D’aucuns restent dubitatifs quant à la possibilité d’organiser un référendum sans les Kivu dont une partie est sous occupée par les rebelles de l’AFC/M23. Mais Jean-Pierre Lisanga Bonganga n’est pas de cet avis.
Le coordonateur du Regroupement des Compagnons d’Étienne Tshisekedi pour le Changement et le Progrès Social (RCET-CPS) a démontré, noir sur blanc, comment cela est possible.
Au cours d’une conférence de presse hebdomadaire de son mouvement politique, il s’est montré convaincant face à la démarche proposée par le chef de l’État Félix Tshisekedi dans l’optique de permettre au souverain primaire à se prononcer sur le changement ou non de la constitution.
« Référendum sans le Kivu, c’est possible », a-t-il argumenté. Et d’expliquer : « Vous vous souviendrez qu’en 1964, lorsqu’il y a eu le référendum sur la constitution, presque tout l’Est était occupé. Cela n’a pas empêché que nous puissions avoir le référendum », a rappelé Jean-Pierre Lisanga Bonganga.
Occasion pour cette ministre d’État honoraire d’expliquer à l’opinion la différence qui existe entre référendum et élection sur le plan organisationnel.
« (…) Quand nous parlons du référendum, il y a une proposition : le oui ou le non. Tandis que lorsqu’il s’agit des élections, il y a des candidats dans chaque circonscription, comme à Lukunga. Le dépouillement devient alors plus complexe », a-t-il mentionné.

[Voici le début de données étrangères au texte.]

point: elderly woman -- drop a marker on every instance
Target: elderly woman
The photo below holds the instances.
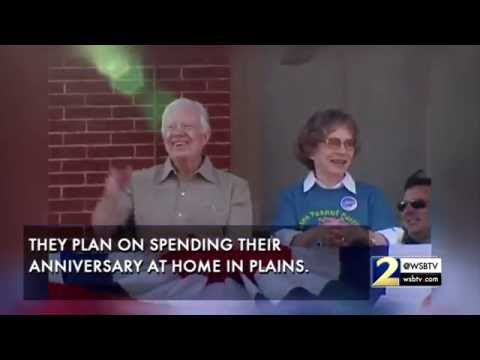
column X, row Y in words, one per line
column 328, row 207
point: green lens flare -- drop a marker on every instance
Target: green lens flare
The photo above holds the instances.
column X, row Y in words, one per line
column 123, row 67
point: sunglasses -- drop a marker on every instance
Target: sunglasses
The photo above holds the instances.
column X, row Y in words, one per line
column 336, row 144
column 416, row 204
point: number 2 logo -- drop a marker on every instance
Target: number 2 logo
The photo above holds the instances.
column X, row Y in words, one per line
column 385, row 279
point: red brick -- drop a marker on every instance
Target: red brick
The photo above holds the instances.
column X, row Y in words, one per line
column 96, row 178
column 76, row 219
column 82, row 192
column 132, row 111
column 53, row 192
column 167, row 73
column 136, row 164
column 88, row 112
column 55, row 113
column 144, row 150
column 73, row 74
column 85, row 165
column 55, row 139
column 110, row 151
column 221, row 162
column 219, row 85
column 66, row 100
column 218, row 149
column 63, row 152
column 133, row 138
column 109, row 125
column 142, row 125
column 220, row 136
column 107, row 99
column 206, row 72
column 218, row 110
column 209, row 98
column 66, row 205
column 182, row 85
column 56, row 87
column 66, row 179
column 131, row 87
column 143, row 99
column 220, row 123
column 66, row 126
column 88, row 87
column 90, row 205
column 53, row 219
column 78, row 139
column 54, row 166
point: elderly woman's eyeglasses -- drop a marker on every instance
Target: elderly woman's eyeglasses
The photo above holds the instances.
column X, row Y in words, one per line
column 416, row 204
column 336, row 144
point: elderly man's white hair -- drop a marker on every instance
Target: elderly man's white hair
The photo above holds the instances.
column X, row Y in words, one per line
column 184, row 103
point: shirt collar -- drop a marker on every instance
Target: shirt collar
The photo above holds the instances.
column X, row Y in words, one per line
column 347, row 182
column 206, row 170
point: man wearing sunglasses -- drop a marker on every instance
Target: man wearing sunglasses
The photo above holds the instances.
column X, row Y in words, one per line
column 415, row 209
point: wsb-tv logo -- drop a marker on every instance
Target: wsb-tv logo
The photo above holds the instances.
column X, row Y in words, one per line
column 389, row 271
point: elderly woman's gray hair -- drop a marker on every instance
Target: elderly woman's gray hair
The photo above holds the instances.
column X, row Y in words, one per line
column 317, row 129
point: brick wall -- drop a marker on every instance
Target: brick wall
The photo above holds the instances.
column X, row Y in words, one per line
column 92, row 128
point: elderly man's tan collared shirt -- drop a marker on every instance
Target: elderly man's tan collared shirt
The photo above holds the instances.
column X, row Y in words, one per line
column 211, row 197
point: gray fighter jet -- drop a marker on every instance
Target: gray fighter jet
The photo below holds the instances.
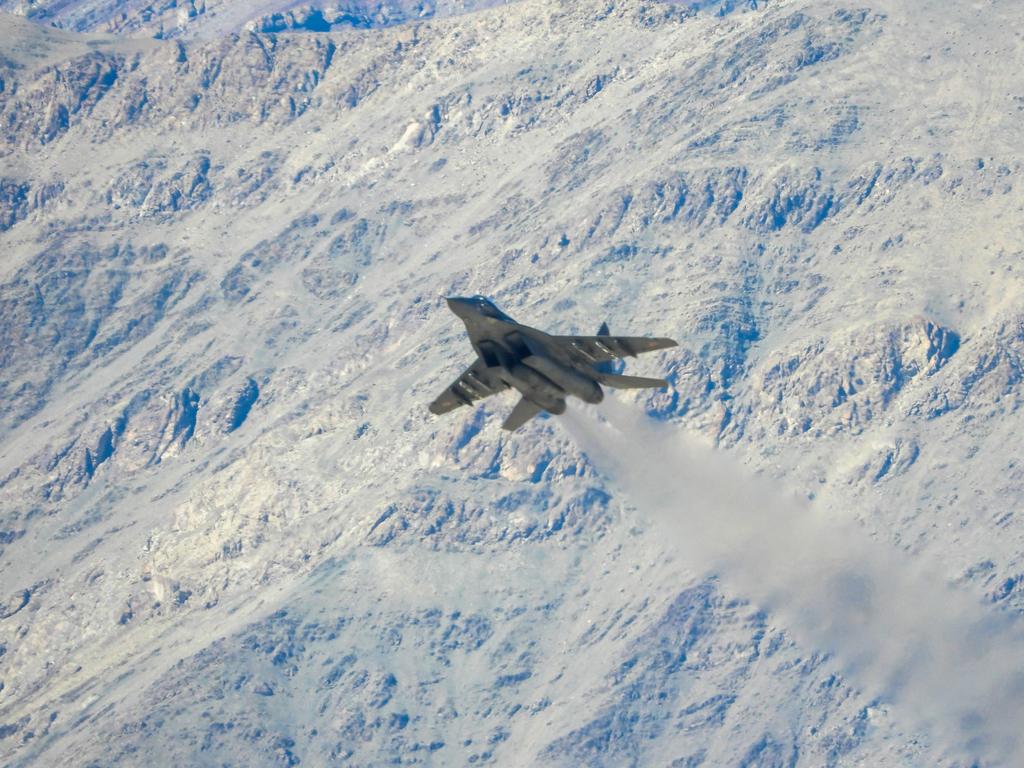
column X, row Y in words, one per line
column 545, row 369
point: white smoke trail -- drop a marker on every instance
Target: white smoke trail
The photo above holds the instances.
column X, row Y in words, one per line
column 895, row 627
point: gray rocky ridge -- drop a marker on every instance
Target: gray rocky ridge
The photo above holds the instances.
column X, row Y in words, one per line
column 230, row 532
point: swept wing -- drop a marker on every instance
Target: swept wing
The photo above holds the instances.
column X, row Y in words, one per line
column 475, row 383
column 595, row 349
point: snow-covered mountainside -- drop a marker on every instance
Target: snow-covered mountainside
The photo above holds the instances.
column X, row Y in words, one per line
column 232, row 534
column 209, row 18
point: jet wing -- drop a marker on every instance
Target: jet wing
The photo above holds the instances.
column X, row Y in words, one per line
column 474, row 384
column 522, row 413
column 594, row 349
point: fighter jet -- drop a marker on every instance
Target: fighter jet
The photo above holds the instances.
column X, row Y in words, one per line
column 543, row 368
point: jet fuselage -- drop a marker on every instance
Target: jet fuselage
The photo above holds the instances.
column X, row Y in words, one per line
column 524, row 357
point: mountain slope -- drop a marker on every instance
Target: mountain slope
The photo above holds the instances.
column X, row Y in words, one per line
column 232, row 532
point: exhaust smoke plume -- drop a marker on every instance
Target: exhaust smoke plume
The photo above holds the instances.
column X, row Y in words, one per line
column 894, row 625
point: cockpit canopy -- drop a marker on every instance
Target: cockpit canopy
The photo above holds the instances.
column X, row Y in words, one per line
column 487, row 308
column 477, row 304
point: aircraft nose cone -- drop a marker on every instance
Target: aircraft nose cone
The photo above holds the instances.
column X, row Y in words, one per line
column 456, row 304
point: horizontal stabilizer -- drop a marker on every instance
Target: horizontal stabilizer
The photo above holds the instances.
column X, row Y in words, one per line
column 631, row 382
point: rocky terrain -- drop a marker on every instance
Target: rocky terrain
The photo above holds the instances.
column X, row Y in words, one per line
column 209, row 18
column 232, row 534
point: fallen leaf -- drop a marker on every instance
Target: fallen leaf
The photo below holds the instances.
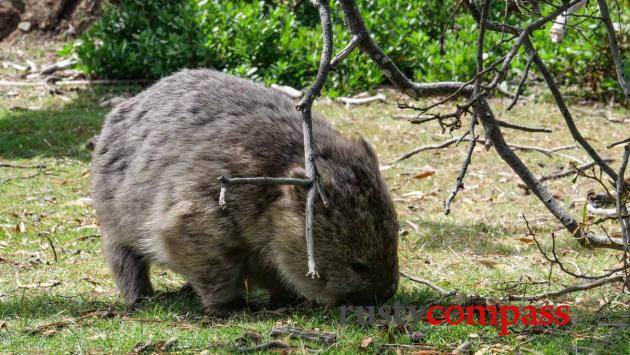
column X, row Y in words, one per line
column 488, row 263
column 365, row 342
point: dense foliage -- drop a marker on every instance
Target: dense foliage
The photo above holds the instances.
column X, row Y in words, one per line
column 280, row 41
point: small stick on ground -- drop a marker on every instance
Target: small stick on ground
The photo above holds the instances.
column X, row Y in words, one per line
column 437, row 288
column 304, row 334
column 270, row 345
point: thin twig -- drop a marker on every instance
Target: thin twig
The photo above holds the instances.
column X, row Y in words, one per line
column 570, row 289
column 352, row 45
column 437, row 288
column 521, row 85
column 305, row 106
column 564, row 110
column 523, row 128
column 622, row 211
column 627, row 140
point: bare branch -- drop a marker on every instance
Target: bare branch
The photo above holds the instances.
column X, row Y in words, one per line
column 618, row 143
column 521, row 85
column 505, row 124
column 354, row 42
column 564, row 110
column 526, row 148
column 622, row 211
column 362, row 100
column 571, row 289
column 425, row 147
column 305, row 106
column 263, row 180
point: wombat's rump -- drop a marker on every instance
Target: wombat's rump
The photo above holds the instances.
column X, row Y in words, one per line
column 155, row 190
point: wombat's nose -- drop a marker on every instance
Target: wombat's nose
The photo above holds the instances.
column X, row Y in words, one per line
column 390, row 291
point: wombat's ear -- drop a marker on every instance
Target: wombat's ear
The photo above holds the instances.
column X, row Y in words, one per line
column 370, row 151
column 296, row 192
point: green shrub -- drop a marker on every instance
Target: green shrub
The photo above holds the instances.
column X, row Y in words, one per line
column 280, row 41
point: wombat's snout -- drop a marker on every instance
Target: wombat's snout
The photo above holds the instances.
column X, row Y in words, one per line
column 368, row 298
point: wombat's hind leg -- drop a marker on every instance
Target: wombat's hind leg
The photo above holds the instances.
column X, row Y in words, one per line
column 131, row 272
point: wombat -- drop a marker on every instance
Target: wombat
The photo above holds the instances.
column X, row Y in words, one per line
column 155, row 191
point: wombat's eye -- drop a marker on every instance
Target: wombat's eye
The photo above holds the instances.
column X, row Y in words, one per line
column 359, row 267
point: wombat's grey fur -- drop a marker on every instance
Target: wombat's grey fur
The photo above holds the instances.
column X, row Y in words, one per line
column 155, row 191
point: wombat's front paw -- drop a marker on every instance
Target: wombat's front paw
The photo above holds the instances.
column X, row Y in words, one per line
column 224, row 310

Et de poursuivre : « Pour le référendum, c’est plus facile : on classe les bulletins du “oui”, ceux du « non », puis on procède au dépouillement. Ce n’est pas comme avec les candidats qui posent davantage de problèmes. Voilà le premier élément ».
Le RCET-CPS et Jean-Pierre Lisanga s’inscrivent dans le camp de ceux qui soutiennent mordicus le changement de la constitution devant permettre à Félix Tshisekedi de poursuivre sa mission à la magistrature suprême.